她眸光定定的看着他,一字一句道:“不明白,我也不想明白。”她面上划过一抹狠意,凝声道:“言帝封,不管你做了多少,在我心里,我永远是恨你的。”
他只觉心底一寒,茫茫然看不到边际。一双幽深的眸在看了她片刻之后,看向摇船的船夫,道:“靠岸吧。”
今日,纵使在言帝封的精心安排之下,两人仍是不欢而散。
晚膳过后,容枢又来为浅桑诊脉。进了屋子,穿过屏风看到浅桑侧身背对着他,想了想,先将药箱放在手边的桌子上,而后在桌边坐下,眸光看向背对着他的浅桑,道:“今日出游不甚愉快?”其实今日的事情他听沈管家说了,心里是有些想法的。

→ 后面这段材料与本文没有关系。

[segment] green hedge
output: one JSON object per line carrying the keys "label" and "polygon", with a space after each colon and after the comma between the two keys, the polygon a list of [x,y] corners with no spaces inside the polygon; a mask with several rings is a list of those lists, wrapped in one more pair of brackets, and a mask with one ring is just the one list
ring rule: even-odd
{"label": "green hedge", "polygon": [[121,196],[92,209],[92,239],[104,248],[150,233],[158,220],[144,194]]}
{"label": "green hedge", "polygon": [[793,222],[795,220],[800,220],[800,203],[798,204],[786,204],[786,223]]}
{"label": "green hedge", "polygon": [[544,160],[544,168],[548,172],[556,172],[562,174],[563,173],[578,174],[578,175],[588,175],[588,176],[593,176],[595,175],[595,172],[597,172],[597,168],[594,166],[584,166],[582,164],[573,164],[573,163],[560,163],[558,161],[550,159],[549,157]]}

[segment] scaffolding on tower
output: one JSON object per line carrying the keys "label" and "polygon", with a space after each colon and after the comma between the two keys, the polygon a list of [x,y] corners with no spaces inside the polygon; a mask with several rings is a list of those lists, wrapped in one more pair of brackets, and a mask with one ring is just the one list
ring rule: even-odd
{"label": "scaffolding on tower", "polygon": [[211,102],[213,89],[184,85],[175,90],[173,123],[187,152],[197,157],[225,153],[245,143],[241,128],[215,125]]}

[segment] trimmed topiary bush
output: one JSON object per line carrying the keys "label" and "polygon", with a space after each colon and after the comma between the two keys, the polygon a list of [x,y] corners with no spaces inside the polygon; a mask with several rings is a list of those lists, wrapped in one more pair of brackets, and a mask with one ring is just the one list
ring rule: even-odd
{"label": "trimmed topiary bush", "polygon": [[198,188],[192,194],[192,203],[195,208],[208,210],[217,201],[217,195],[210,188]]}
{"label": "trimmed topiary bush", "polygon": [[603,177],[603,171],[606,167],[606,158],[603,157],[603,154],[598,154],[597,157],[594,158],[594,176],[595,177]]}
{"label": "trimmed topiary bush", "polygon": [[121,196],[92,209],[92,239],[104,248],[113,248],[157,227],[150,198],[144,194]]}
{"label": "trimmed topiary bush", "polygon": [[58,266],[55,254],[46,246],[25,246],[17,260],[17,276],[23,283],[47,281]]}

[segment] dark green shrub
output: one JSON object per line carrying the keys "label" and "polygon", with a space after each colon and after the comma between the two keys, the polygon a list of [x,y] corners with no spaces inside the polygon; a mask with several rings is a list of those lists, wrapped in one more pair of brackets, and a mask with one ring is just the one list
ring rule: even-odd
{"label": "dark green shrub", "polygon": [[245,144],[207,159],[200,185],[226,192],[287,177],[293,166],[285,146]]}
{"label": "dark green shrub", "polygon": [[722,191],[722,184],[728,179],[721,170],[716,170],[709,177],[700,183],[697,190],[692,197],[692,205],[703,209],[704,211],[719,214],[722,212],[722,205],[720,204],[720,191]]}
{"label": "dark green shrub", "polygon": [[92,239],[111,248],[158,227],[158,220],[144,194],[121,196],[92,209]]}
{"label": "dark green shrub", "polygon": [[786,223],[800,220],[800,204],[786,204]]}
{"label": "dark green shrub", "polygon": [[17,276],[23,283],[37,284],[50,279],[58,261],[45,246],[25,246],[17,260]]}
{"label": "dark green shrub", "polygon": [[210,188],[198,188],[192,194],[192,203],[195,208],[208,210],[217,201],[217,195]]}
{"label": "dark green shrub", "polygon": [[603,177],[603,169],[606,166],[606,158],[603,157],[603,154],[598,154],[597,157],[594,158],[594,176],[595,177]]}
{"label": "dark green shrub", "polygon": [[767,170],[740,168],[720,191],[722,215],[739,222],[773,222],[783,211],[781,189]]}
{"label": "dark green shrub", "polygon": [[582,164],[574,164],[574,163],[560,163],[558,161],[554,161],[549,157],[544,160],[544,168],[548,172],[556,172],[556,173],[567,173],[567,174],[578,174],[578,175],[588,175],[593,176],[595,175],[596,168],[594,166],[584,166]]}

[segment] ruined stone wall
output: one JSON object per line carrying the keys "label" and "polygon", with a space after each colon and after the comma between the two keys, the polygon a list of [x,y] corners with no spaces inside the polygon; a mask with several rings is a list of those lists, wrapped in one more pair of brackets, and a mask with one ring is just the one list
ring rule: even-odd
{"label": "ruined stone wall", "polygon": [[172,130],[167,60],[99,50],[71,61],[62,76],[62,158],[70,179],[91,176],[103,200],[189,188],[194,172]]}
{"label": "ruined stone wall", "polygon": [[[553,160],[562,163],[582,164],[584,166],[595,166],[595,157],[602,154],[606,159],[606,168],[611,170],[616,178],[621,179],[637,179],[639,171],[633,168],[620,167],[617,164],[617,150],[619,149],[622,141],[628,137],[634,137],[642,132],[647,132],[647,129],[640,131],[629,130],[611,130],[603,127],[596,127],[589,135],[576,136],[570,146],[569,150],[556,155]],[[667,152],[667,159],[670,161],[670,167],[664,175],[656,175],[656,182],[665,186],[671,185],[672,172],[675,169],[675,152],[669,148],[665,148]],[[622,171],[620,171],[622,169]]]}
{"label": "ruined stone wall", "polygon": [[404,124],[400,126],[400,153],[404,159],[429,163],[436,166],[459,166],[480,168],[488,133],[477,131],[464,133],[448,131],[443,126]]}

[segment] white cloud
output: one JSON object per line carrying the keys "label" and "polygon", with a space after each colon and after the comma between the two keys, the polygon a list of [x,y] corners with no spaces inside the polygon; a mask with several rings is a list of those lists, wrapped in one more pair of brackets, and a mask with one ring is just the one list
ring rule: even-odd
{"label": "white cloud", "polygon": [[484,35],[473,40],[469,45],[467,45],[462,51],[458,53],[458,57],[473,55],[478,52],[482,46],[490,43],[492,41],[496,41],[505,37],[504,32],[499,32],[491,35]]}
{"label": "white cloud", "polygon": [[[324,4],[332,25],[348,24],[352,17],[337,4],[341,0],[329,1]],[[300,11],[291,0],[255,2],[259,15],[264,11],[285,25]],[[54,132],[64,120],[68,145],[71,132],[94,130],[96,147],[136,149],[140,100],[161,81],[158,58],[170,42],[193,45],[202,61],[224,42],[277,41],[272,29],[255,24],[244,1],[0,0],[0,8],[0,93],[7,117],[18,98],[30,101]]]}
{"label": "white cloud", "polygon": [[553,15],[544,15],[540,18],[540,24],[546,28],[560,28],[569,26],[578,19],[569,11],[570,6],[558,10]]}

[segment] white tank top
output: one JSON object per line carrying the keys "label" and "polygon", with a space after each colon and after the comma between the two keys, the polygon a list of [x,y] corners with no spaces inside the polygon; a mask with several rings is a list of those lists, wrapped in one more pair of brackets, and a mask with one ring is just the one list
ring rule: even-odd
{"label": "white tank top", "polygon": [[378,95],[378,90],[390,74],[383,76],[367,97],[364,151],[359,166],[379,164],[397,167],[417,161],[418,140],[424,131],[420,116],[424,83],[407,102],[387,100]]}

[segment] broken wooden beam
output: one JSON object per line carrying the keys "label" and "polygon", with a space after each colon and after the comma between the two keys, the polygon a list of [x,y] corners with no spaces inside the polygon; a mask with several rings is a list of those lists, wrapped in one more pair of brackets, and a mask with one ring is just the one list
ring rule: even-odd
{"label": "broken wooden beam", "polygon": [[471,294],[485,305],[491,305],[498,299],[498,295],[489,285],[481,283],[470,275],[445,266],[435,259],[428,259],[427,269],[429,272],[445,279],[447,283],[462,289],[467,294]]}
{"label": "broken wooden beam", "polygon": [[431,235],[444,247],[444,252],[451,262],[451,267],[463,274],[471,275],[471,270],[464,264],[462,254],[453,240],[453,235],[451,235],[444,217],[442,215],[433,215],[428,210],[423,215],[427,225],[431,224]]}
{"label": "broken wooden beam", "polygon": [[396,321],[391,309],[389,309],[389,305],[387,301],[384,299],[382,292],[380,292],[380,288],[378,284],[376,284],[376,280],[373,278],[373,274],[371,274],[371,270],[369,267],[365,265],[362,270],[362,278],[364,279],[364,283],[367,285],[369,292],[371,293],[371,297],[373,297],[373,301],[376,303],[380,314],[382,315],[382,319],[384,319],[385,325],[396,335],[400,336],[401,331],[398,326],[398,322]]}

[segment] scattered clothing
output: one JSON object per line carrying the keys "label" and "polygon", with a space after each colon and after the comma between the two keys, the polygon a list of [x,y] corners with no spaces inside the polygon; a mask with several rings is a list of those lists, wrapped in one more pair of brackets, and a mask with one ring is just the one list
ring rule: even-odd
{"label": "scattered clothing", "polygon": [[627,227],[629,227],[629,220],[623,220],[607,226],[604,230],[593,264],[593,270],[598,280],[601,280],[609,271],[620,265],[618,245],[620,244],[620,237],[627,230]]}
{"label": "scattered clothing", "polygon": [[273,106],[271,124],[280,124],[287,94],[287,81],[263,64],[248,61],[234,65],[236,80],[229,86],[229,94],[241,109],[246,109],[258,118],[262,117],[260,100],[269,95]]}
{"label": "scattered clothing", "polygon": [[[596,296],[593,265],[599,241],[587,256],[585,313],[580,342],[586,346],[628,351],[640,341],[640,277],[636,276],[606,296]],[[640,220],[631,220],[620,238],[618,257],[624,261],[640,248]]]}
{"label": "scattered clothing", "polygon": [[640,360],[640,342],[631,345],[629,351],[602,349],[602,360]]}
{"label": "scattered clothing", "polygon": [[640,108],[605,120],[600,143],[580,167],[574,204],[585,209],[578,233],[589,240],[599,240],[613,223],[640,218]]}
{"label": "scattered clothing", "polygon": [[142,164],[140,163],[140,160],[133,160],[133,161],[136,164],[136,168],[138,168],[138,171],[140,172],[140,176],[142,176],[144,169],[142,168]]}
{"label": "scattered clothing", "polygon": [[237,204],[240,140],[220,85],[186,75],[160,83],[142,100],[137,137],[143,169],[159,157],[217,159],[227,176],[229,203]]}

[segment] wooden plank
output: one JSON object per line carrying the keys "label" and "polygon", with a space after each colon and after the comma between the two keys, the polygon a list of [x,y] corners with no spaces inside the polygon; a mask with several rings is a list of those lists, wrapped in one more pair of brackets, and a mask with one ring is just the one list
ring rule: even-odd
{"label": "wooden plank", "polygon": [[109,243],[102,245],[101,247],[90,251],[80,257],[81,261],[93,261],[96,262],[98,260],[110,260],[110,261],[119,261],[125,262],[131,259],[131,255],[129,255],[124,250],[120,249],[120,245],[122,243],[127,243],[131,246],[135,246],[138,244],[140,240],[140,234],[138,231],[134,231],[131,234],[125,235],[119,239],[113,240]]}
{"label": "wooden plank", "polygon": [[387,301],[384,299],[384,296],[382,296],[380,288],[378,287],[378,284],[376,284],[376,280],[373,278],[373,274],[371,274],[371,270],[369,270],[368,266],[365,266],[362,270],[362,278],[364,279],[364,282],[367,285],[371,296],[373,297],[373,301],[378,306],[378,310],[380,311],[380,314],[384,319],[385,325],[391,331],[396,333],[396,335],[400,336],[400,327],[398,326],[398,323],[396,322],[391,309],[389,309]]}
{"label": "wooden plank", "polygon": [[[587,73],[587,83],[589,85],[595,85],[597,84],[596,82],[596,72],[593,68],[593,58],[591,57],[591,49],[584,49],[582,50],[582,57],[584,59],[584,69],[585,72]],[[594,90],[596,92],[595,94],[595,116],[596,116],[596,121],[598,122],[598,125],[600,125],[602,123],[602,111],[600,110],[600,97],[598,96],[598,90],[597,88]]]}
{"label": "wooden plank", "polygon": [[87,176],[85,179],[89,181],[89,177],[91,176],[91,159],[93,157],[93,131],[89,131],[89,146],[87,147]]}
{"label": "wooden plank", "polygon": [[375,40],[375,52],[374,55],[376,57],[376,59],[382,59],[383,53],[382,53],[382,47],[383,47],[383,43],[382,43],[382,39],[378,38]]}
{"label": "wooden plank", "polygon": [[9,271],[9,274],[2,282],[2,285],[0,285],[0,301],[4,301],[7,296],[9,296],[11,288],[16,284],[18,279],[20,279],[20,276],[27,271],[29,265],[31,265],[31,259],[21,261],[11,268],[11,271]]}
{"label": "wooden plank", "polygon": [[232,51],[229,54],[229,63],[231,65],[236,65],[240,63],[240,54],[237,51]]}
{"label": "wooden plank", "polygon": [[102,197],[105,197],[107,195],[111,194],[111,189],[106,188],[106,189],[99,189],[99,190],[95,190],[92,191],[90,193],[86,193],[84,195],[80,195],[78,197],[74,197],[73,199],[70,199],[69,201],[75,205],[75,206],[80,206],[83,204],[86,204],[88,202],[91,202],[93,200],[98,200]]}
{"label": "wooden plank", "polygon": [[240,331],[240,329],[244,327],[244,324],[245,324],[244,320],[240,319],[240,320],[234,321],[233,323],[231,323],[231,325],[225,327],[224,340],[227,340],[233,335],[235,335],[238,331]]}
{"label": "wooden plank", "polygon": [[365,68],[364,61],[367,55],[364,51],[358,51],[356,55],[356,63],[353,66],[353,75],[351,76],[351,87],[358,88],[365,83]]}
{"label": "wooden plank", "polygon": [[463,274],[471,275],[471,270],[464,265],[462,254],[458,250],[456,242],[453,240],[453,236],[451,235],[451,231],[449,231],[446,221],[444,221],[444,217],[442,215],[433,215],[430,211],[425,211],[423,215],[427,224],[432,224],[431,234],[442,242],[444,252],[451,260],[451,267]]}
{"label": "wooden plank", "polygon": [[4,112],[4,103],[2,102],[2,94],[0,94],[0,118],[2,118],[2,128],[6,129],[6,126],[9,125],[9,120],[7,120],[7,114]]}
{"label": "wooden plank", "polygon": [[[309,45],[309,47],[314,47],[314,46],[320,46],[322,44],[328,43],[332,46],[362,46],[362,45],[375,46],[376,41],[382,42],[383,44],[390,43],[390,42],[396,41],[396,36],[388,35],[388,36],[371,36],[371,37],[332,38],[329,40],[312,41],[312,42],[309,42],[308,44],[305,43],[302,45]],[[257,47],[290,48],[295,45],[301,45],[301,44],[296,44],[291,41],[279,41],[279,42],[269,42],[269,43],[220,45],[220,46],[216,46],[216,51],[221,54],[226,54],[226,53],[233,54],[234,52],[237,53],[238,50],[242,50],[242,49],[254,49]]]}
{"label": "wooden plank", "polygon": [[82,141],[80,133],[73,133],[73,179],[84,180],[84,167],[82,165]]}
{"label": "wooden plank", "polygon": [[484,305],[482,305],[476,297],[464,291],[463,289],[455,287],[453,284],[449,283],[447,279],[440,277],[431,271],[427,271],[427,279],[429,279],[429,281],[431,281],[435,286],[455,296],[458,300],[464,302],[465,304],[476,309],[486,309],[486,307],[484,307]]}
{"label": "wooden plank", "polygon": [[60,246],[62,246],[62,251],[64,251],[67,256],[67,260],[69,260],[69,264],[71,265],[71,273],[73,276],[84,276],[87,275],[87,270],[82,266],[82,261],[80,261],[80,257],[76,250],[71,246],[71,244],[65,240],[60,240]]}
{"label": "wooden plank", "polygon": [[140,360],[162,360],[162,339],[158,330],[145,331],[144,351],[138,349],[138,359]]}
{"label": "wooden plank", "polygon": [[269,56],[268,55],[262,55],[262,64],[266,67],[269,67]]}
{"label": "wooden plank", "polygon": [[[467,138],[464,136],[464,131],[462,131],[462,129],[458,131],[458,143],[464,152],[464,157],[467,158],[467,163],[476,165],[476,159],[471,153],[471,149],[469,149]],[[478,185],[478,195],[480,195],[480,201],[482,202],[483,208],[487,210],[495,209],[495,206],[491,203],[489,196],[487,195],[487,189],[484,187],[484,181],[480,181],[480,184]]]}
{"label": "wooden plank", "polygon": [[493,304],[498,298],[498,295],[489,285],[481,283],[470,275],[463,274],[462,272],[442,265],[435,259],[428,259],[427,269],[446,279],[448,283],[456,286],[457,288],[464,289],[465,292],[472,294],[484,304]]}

浅桑身上的被子动了动,而后她将身子转过来,看着容枢,道:“你听说了?”
容枢沉默着点了点头。
她长长的叹了一口气,而后掀开被子起身,脸上的神色有些黯然,盘腿坐在床榻上,低头看着自己的手心,道:“容枢,我现在真的很痛苦。”
他知道。纵使不是因为今日的事情,他也能感受得到她的痛苦。
“容枢,你说我该怎么办才好?”
“你当真会听我的么?”
她将头抬起,点了点头,开口道:“你说你站在我这边,我现在已经相信了,你说的话,我一定会很认真的去考虑。”